New College Lanarkshire said that it had commissioned a full condition survey in 2014-15 that did not raise any areas of concern for its Motherwell campus, built by Miller.
Vonnie Sandlan, president of NUS Scotland, said that it was encouraging to see colleges acting quickly to ensure that there were no structural issues. “Given the recent revelations about the safeness and soundness of schools built under similar contracts and companies, this could obviously cause concern for staff and students at any college involved,” she added.
The number one priority had to be ensuring that students were able to get on with their studies as normal in a safe environment, Ms Sandlan stressed.
Helen Pedley, the director of organisation development and facilities at Dumfries and Galloway, said that the college conducted regular condition surveys as part of its maintenance programme, adding: “In light of recent information the college will undertake a further survey earlier than planned.”
A spokeswoman for Forth Valley said that it was monitoring the situation at Edinburgh schools closely. “While we have no reason to believe that our own campuses built by Miller Construction are in any way structurally compromised, we have initiated an additional conditions survey outwith our regular maintenance programme.

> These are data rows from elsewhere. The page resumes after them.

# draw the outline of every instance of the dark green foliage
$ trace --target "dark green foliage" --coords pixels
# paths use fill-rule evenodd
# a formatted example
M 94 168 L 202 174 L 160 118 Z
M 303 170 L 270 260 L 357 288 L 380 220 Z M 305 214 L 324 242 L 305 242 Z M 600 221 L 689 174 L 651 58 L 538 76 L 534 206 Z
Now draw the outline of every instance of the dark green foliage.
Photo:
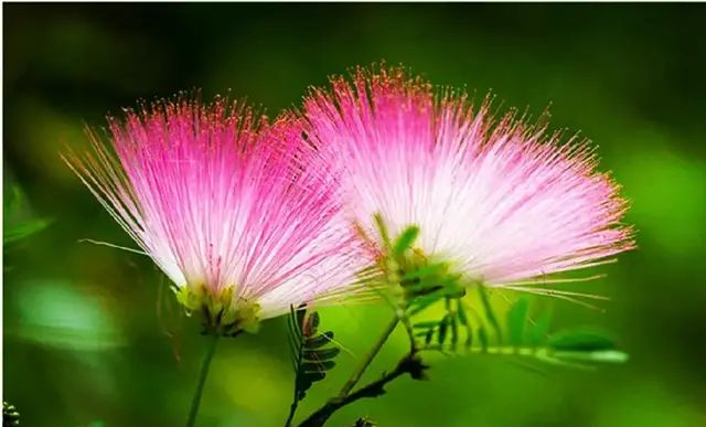
M 23 218 L 22 210 L 24 209 L 24 195 L 19 188 L 13 188 L 3 206 L 6 217 L 2 231 L 3 245 L 15 243 L 34 233 L 41 232 L 51 223 L 51 221 L 45 218 Z
M 291 345 L 295 378 L 295 403 L 303 399 L 313 383 L 323 380 L 327 371 L 335 366 L 333 359 L 341 349 L 327 345 L 333 340 L 333 332 L 319 332 L 319 313 L 307 313 L 304 306 L 291 307 L 289 316 L 289 343 Z
M 485 291 L 481 291 L 481 296 Z M 483 299 L 481 297 L 481 299 Z M 491 309 L 489 299 L 483 303 L 485 310 L 479 324 L 473 328 L 466 314 L 461 300 L 447 301 L 447 313 L 436 321 L 414 323 L 415 337 L 424 338 L 425 350 L 457 351 L 460 339 L 459 325 L 466 327 L 466 345 L 469 353 L 485 353 L 505 356 L 534 359 L 556 365 L 586 367 L 584 363 L 622 363 L 628 355 L 617 350 L 614 341 L 596 330 L 564 330 L 548 335 L 549 313 L 539 313 L 532 322 L 528 316 L 530 300 L 517 299 L 506 313 L 506 322 L 501 325 Z M 493 321 L 494 319 L 494 321 Z M 507 337 L 506 342 L 502 337 Z M 473 346 L 472 344 L 477 345 Z
M 530 300 L 522 297 L 507 310 L 507 335 L 512 345 L 520 345 L 524 342 L 525 324 L 527 323 L 527 311 Z

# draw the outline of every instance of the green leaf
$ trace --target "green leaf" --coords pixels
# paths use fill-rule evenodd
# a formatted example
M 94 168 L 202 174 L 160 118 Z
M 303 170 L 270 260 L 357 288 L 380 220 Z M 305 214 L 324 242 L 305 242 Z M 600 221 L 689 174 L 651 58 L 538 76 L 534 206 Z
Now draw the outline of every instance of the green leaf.
M 488 352 L 488 332 L 483 327 L 478 328 L 478 341 L 481 344 L 481 350 L 483 351 L 483 353 Z
M 447 322 L 447 319 L 443 318 L 439 322 L 439 333 L 437 335 L 437 342 L 439 343 L 439 345 L 442 345 L 446 342 L 446 334 L 448 331 L 448 327 L 449 327 L 449 323 Z
M 373 218 L 375 220 L 375 224 L 377 225 L 377 231 L 379 231 L 379 236 L 383 239 L 383 244 L 385 245 L 385 247 L 392 247 L 392 244 L 389 243 L 389 233 L 387 232 L 387 225 L 385 225 L 383 215 L 381 215 L 379 213 L 375 213 L 375 215 L 373 215 Z
M 411 327 L 414 329 L 428 329 L 428 328 L 436 328 L 437 325 L 439 325 L 438 320 L 427 320 L 427 321 L 415 323 Z
M 459 322 L 462 325 L 468 327 L 468 316 L 466 314 L 466 308 L 463 308 L 463 302 L 458 300 L 457 313 L 459 314 Z
M 598 363 L 625 363 L 630 359 L 628 353 L 618 350 L 599 350 L 599 351 L 557 351 L 554 357 L 565 361 L 585 361 Z
M 317 360 L 317 361 L 325 361 L 329 359 L 333 359 L 341 353 L 341 349 L 338 346 L 332 346 L 329 349 L 317 349 L 312 350 L 309 348 L 303 349 L 303 355 L 306 360 Z
M 306 373 L 306 374 L 310 374 L 310 373 L 322 373 L 325 371 L 329 371 L 331 369 L 333 369 L 333 366 L 335 366 L 335 362 L 333 361 L 324 361 L 324 362 L 306 362 L 301 364 L 301 370 Z M 323 380 L 323 378 L 321 378 Z
M 530 300 L 525 297 L 517 299 L 510 310 L 507 310 L 507 334 L 510 335 L 510 343 L 513 345 L 522 345 L 524 342 L 528 310 Z
M 549 337 L 547 345 L 557 352 L 592 352 L 616 349 L 616 343 L 610 337 L 603 332 L 589 329 L 560 331 Z
M 402 232 L 402 234 L 399 235 L 399 237 L 397 237 L 395 244 L 393 245 L 393 256 L 397 258 L 405 255 L 405 252 L 411 248 L 411 245 L 417 239 L 417 236 L 419 236 L 419 227 L 417 227 L 416 225 L 411 225 L 405 228 L 405 231 Z
M 333 331 L 323 332 L 317 337 L 307 339 L 307 349 L 319 349 L 333 340 Z
M 500 322 L 498 322 L 498 317 L 495 316 L 495 312 L 493 311 L 493 307 L 490 303 L 490 298 L 488 296 L 488 291 L 485 290 L 485 286 L 484 285 L 479 285 L 478 286 L 478 293 L 481 297 L 481 302 L 483 305 L 483 311 L 485 313 L 485 319 L 488 319 L 490 324 L 493 327 L 493 330 L 495 331 L 495 334 L 498 335 L 498 341 L 502 342 L 502 340 L 503 340 L 502 329 L 500 328 Z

As always, the safety of our staff and students is paramount.”
Ten colleges told TESS that they did not plan any checks beyond their pre-existing systematic programmes, and a number outlined the safeguards that they had in place.
A spokeswoman for Ayrshire College said that, although none of its buildings were built by Miller, it was reviewing the college estate, and that building checks would be carried out as a precautionary measure.
A spokesman for the SFC said: “We have consulted our advisers about the college buildings that were built by Miller at around the same time as the affected schools. In their opinion, there is a very low risk of any problems with the brickwork as this would have been picked up by the clerk of works for each project.
“We are working with the advisers to draw up a due diligence checklist for colleges to help them with any concerns they might have regarding health and safety.”
Galliford Try was contacted, but declined to comment.